Graz: "Solidaritätsbarometer" der Caritas offenbart Finanz-Sorgen
Alarmierende Einblicke in die soziale Situation in der Steiermark, doch zugleich auch Anlass zu Zuversicht gibt der "Solidaritätsbarometer", den die Caritas der Diözese Graz-Seckau am Freitag zum Auftakt ihrer jährlichen Haussammlung präsentiert hat. Die repräsentative Befragung zeige, dass die Inflation bei Produkten des täglichen Bedarfs von der Bevölkerung deutlich höher wahrgenommen wird als sie tatsächlich ist, erklärte Caritas-Direktorin Nora Tödtling-Musenbichler bei diesem Anlass. Jeder zweite Befragte habe finanzielle Sorgen, jeder dritte sogar starke Existenzängste. Hoffnung gebe jedoch der sichtbar gewordene "starke soziale Zusammenhalt", so die kirchliche Sozialexpertin.

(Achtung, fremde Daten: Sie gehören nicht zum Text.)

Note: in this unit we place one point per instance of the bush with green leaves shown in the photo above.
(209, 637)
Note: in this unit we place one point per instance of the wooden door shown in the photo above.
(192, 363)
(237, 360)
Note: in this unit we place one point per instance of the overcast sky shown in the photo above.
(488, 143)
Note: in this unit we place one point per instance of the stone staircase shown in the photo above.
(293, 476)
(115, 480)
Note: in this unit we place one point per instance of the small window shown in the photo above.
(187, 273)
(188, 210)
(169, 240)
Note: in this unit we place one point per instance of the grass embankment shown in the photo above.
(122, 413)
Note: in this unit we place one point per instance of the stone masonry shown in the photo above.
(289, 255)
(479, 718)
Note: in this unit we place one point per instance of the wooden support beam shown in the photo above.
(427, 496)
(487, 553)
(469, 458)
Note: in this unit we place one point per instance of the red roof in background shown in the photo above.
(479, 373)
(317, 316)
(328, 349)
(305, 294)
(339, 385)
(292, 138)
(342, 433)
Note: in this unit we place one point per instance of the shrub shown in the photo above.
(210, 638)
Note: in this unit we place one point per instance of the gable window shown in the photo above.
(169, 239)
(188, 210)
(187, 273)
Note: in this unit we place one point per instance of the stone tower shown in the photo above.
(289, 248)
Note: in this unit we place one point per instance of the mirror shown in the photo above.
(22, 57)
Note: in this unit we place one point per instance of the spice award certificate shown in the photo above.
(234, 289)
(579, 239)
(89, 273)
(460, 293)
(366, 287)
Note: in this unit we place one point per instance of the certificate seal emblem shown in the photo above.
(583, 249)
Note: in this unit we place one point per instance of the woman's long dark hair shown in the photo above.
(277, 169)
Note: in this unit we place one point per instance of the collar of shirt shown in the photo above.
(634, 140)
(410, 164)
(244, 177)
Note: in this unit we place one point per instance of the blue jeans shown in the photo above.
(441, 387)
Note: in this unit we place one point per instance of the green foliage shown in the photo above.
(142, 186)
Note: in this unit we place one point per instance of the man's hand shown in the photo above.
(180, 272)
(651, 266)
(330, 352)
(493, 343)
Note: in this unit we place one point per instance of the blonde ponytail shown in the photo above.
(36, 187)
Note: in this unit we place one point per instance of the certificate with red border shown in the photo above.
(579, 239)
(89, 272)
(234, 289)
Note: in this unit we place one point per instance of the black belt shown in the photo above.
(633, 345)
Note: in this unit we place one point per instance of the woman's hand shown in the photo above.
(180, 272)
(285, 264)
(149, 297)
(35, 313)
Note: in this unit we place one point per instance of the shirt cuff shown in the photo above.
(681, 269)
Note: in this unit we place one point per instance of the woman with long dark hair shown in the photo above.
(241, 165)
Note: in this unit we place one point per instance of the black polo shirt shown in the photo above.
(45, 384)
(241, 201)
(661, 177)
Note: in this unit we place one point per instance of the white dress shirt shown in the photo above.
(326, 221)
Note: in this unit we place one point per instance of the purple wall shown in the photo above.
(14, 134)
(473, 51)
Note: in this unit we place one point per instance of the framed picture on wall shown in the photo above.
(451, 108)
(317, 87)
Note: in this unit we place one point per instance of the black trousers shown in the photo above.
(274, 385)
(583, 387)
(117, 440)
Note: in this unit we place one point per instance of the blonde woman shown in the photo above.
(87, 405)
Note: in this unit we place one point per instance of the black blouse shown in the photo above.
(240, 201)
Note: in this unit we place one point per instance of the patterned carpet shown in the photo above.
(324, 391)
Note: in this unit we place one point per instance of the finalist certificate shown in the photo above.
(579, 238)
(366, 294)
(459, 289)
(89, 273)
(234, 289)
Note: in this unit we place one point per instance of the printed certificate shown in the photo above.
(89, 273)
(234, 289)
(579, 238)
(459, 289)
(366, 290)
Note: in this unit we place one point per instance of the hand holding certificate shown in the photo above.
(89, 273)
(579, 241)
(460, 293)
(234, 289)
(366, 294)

Bereits seit sechs Jahren erhebt der "Solidaritätsbarometer" die Einstellung zu Spendenbereitschaft und Solidarität, sowie aktuell in Zusatzfragen auch zur stark gestiegenen Inflation. Rund die Hälfte aller Befragten sorgt sich laut den Ergebnissen um die eigene finanzielle Situation und hat das Gefühl, sich einschränken zu müssen. Armutsbetroffene und ältere Personen sowie Familien mit Kindern gelten bei der Mehrheit der Befragten als besonders betroffen. "Hier braucht es zielgerichtete Unterstützungen für Menschen in finanzieller Armut", forderte Tödtling-Musenbichler in Richtung Politik. Dies sei in der Umfrage als Reaktion auf die Teuerung gewünscht worden, sowie eine Anhebung der Pensionen zumindest um die Inflation.
Die Caritas-Direktorin sah mit der Befragung eine wesentliche Erfahrung der Caritas bestätigt: "Es werden mehr und mehr Menschen, die Rat und Hilfe suchen." Schaue man sich die jüngsten Zahlen an, die für das Jahr 2021 rund 158.000 armutsgefährdete Personen in der Steiermark ausweisen, müsse man mit einem Anstieg der Hilfesuchenden rechnen. Zugleich sei die Solidarität auf gleichbleibendem Niveau geblieben: "Die Menschen sorgen sich mehr um andere als um sich selbst und sind weiterhin in hohem Maß bereit, sich in der Gesellschaft sozial zu engagieren, trotz eigener Einschränkungen", so Tödtling-Musenbichler.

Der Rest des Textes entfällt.